57
galatasaray – manisaspor : 0-2
öyle moralim bozuk, öyle canım sıkkın ki anlatamam. bu sezon önceki yenilgilerde genelde kızgın veya dingin olurdum. sebebini bilirdim yenilgilerin tepkim ona göre şekillenirdi. ama bu akşam bilmiyorum sebebini.
yönetim istifa ! olabilir. ruhsuz ibneler ! olabilir. ibne hakem ! olabilir. ama bunların hiç biri bana bu akşamki yenilgiyi açıklamıyor. benim aklımda bazı sebepler var, bunları yazarım ilerleyen satırlarda.

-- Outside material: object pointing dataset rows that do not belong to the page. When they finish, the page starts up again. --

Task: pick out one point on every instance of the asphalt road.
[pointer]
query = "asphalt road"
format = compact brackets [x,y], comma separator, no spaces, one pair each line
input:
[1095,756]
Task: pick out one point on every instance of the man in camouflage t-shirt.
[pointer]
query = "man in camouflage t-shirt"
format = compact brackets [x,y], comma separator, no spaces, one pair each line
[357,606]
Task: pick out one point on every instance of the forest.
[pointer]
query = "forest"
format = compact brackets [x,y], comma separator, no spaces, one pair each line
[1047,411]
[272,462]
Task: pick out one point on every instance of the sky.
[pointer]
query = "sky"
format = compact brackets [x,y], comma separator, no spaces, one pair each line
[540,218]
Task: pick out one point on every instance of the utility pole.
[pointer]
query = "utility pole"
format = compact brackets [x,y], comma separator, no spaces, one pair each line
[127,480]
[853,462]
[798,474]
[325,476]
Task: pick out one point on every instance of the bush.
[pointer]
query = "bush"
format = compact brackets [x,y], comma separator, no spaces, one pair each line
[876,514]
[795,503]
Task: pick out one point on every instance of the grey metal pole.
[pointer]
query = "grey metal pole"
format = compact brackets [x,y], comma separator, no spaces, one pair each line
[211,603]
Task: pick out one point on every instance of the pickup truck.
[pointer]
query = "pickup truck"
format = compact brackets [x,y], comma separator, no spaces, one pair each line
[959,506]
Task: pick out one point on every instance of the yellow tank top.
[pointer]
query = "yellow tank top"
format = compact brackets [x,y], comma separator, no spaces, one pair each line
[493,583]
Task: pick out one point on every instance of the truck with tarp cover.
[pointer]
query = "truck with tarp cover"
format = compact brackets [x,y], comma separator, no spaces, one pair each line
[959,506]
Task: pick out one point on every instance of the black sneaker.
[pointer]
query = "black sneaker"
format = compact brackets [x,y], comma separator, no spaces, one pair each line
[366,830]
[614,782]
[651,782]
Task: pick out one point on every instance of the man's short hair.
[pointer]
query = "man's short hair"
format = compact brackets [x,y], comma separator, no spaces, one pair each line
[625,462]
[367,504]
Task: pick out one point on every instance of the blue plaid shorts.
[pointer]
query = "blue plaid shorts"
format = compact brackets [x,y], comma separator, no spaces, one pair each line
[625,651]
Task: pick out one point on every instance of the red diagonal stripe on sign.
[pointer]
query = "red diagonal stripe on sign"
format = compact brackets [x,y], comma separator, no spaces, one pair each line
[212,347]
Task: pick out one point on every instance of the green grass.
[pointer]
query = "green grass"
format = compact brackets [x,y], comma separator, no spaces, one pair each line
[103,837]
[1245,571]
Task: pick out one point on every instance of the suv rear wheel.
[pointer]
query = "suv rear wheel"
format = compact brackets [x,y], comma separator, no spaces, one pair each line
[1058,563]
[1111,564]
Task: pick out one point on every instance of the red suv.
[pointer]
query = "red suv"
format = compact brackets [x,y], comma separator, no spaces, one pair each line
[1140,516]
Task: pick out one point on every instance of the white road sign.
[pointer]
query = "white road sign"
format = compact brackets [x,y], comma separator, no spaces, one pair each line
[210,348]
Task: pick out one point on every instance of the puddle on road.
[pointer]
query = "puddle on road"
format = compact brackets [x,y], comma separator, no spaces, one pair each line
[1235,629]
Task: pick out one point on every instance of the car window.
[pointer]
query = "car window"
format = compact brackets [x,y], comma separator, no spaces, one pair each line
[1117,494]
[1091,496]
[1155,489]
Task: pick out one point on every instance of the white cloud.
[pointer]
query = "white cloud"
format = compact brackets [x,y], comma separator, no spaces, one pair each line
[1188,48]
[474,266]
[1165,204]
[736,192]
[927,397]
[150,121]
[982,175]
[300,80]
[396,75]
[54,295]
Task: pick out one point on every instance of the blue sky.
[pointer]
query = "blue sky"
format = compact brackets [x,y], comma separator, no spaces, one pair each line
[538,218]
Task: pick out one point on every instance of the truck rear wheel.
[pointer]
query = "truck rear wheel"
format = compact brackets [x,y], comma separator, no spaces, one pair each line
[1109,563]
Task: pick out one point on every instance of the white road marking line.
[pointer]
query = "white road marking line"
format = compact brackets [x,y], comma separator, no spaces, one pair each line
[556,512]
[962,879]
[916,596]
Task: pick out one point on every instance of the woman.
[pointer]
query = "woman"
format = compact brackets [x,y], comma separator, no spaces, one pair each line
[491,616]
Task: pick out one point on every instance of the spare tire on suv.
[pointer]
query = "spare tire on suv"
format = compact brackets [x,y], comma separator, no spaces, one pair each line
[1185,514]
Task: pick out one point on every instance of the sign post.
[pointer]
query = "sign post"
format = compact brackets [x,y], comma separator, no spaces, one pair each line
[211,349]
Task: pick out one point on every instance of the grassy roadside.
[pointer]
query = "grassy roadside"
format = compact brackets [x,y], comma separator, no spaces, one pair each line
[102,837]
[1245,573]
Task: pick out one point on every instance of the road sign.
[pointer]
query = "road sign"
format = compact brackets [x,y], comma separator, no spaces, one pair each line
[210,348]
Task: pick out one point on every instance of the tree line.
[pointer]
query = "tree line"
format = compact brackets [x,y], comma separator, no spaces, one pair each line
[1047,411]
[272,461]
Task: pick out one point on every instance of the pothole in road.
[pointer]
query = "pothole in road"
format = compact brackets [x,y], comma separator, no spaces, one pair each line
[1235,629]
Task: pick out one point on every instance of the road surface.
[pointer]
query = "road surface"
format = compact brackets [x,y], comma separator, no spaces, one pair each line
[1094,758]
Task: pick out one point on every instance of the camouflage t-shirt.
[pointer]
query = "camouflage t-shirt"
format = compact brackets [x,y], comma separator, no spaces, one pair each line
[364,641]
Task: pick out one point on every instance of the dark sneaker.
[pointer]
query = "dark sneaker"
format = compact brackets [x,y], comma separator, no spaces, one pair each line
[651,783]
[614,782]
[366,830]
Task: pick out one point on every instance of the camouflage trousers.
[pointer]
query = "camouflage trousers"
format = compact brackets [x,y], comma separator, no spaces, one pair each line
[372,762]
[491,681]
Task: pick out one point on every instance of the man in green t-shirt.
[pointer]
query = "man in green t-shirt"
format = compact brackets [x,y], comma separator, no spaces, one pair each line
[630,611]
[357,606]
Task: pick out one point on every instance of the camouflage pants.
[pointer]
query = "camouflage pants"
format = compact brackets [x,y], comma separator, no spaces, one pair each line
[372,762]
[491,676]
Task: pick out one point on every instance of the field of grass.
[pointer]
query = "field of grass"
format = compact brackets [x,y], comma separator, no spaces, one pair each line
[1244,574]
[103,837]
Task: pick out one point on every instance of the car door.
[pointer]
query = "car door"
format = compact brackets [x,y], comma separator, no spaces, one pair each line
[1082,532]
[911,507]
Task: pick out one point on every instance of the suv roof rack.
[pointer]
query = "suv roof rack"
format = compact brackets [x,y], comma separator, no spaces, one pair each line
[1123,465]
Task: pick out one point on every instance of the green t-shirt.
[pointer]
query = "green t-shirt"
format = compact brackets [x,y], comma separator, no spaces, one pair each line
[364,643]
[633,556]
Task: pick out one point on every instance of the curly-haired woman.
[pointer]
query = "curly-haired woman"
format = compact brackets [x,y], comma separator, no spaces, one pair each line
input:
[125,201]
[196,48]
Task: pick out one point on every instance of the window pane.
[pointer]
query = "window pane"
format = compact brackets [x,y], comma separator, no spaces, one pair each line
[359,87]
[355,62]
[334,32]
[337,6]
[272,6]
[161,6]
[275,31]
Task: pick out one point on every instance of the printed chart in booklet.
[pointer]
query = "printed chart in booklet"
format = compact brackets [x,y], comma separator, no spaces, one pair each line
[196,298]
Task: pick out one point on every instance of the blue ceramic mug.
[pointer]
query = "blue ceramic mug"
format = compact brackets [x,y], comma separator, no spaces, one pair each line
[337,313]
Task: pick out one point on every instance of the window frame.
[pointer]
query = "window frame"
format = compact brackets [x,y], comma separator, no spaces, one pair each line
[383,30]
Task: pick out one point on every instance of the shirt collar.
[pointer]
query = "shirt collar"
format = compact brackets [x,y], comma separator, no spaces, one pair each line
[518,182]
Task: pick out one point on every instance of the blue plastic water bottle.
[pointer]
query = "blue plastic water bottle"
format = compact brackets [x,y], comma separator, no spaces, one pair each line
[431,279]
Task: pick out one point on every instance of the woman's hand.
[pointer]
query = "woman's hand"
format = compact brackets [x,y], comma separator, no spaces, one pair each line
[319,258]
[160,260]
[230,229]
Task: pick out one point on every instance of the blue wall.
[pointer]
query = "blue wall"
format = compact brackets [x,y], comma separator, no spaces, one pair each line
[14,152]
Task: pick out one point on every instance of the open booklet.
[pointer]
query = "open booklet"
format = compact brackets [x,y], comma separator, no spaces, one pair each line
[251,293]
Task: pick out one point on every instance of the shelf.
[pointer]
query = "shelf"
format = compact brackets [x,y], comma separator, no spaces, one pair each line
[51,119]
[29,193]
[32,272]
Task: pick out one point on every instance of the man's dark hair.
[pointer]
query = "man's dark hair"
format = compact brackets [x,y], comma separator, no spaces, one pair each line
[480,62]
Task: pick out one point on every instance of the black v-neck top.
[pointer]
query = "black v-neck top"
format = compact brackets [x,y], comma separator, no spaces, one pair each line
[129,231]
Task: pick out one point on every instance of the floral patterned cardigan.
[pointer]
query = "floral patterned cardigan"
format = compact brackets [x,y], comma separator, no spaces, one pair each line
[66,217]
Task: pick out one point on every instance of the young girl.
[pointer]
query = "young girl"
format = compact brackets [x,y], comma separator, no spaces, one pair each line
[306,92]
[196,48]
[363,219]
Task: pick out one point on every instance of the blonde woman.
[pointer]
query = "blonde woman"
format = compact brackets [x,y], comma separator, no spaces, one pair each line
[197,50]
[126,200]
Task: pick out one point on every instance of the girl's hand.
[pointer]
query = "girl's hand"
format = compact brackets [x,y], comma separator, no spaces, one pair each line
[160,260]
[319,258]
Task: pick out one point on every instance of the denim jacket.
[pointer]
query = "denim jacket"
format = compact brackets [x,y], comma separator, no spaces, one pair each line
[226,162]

maça gelirsek, tam bir hikmet karaman takımı olmuş manisa. sert, sağlam, agresif, topu kazandığında dikine oynayan. lan bu hikmet karaman kim ki, nereden biliyor ki böyle oynarsa büyükleri sıkıntıya sokacağını . futbol o kadar da zor değil. hele ki “kaybetse başına bir şey gelmez, kazanırsa kahraman olur” maçlarında. hem futbolcu hem teknik adam için. aynen öyle oldu işte.
yine de hikmet hocanın hakkını yemeyelim. dersini çok iyi çalışmış, galatasaray’ı müthiş analiz etmiş.
galatasaray ne yazık ki 1,5 senedir ideal kadrosundan eksik olduğunda rakip kaleye gitmek de zorlanıyor. öyle ki, gol pozisyonuna giremiyor.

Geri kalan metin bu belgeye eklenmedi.